Audits of the lowest-income taxpayers, particularly those claiming the EITC, resulted in higher amounts of recommended additional tax per audit hour compared to all income groups except for the highest-income taxpayers. IRS officials explained to the GAO that EITC audits are mainly pre-refund audits and are conducted through correspondence and therefore require less time.In addition, lower-income audits tend to have a higher rate of change to taxes owed.

In 2019, the IRS audited 0.77% of taxpayers who claimed the EITC and 0.4% of those with incomes under $25,000, compared with 0.17% of those with incomes between $25,000 and $199,999 and 0.17% of those with incomes between $200,000 and $499,999.

From fiscal years 2010 to 2021, the majority of extra taxes the IRS recommended from audits came from taxpayers with incomes below $200,000. On the other hand, the additional taxes recommended per audit increased as taxpayer income increased. Over time, the average number of hours spent per audit was generally stable for lower-income taxpayers but more than doubled for those with incomes of $200,000 and above. According to IRS officials, the greater complexity of higher-income audits and increased case transfers due to auditor attrition contributed to the time increase. The IRS estimates 15% of its current tax examiners and revenue agents will retire in the next three years.

“Auditing requires auditors to properly respond to taxpayers with increasingly complex business and investment activities,” wrote Douglas O’Donnell, deputy commissioner of services and enforcement at the IRS, in response to the report. “Greater complexity requires greater sophistication and skill as well as applying more time to perform the necessary review of information and to properly apply the law. The more complex the audit, the more time is required of our most experienced auditors and others involved (e.g. international and valuation) and Chief Counsel. The IRS has lost to attrition many thousands of employees, including those with the most sophisticated skills. We have been unable to replace them due to shrinking appropriations.”

House Ways and Means Oversight Subcommittee chair Bill Pascrell, D-New Jersey, had requested the GAO report and he blasted the findings. 

“The findings by the GAO on IRS auditing rates are another five-alarm fire bell for our national tax system,” Pascrell said in a statement Tuesday. “Over the last decade, accountability for the wealthiest tax cheats has plummeted so far it almost hits the floor. Looking at the numbers, a tax filer making less than $25,000 a year is more than twice as likely to be audited as someone with between $200,000 and $500,000 in income. I worry well-off taxpayers are not going to be pursued at the rate things are going.”

His office noted that except for those with over $5 million in income, audits of the lowest-income taxpayers resulted in higher amounts of recommended tax per audit hour. The IRS collected about one-half of all recommended taxes between 2011 and 2020 with collection rates generally higher for those taxpayers with incomes under $200,000, including EITC recipients. That is probably because of the fact that the IRS conducts EITC audits before issuing refunds. High-income audits, according to the IRS, are more likely to have recommended tax amounts that are abated or more difficult to fully collect.

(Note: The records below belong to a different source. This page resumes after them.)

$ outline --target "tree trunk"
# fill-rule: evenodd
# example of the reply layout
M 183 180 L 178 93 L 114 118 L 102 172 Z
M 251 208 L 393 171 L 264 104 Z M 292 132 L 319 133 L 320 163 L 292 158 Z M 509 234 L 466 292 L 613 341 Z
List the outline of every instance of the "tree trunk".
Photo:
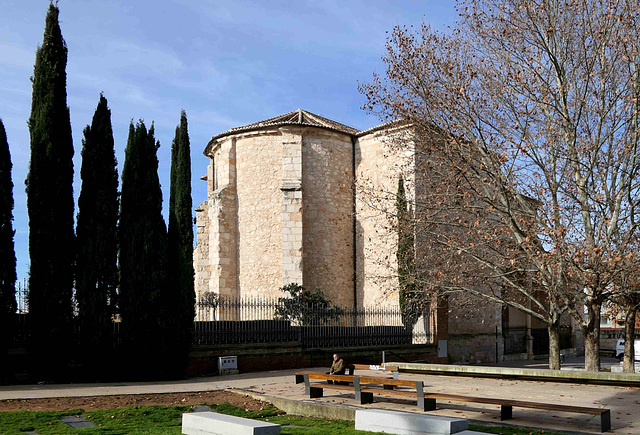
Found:
M 560 325 L 554 322 L 547 326 L 549 331 L 549 369 L 560 370 Z
M 634 304 L 629 304 L 625 313 L 624 322 L 624 364 L 622 370 L 625 373 L 635 373 L 635 329 L 636 311 L 638 308 Z
M 590 300 L 587 304 L 587 323 L 581 328 L 584 335 L 584 368 L 600 371 L 600 304 Z

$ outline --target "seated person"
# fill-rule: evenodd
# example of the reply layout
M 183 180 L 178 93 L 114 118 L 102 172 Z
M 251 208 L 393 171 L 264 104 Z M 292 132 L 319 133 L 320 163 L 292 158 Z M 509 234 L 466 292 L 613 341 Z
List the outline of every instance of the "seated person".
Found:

A separate report released Tuesday by the Tax Justice Network, an advocacy group, found the U.S. ranks highest on its Financial Secrecy Index for 2022. The report found that the supply of financial secrecy services, such as those used by Russian oligarchs, tax evaders and corrupt politicians, has continued to decrease globally due to transparency reforms. However, five of the G7 countries — the U.S., the U.K., Japan, Germany and Italy — are responsible for cutting global progress against financial secrecy by more than half.

“It isn’t just tax havens over here and everybody else is the good guys,” said Alex Cobham, executive director of the Tax Justice Network, during an online panel discussion Tuesday. “It’s a spectrum. Every country, every jurisdiction is more secretive than it might be and has work to do. This time, what we found is that the U.S. has gone to the top of the ranking, singlehandedly giving it the biggest secrecy value that we’ve ever seen, responsible for about 5% of all the global secrecy threats that underpin tax abuse and corruption worldwide.”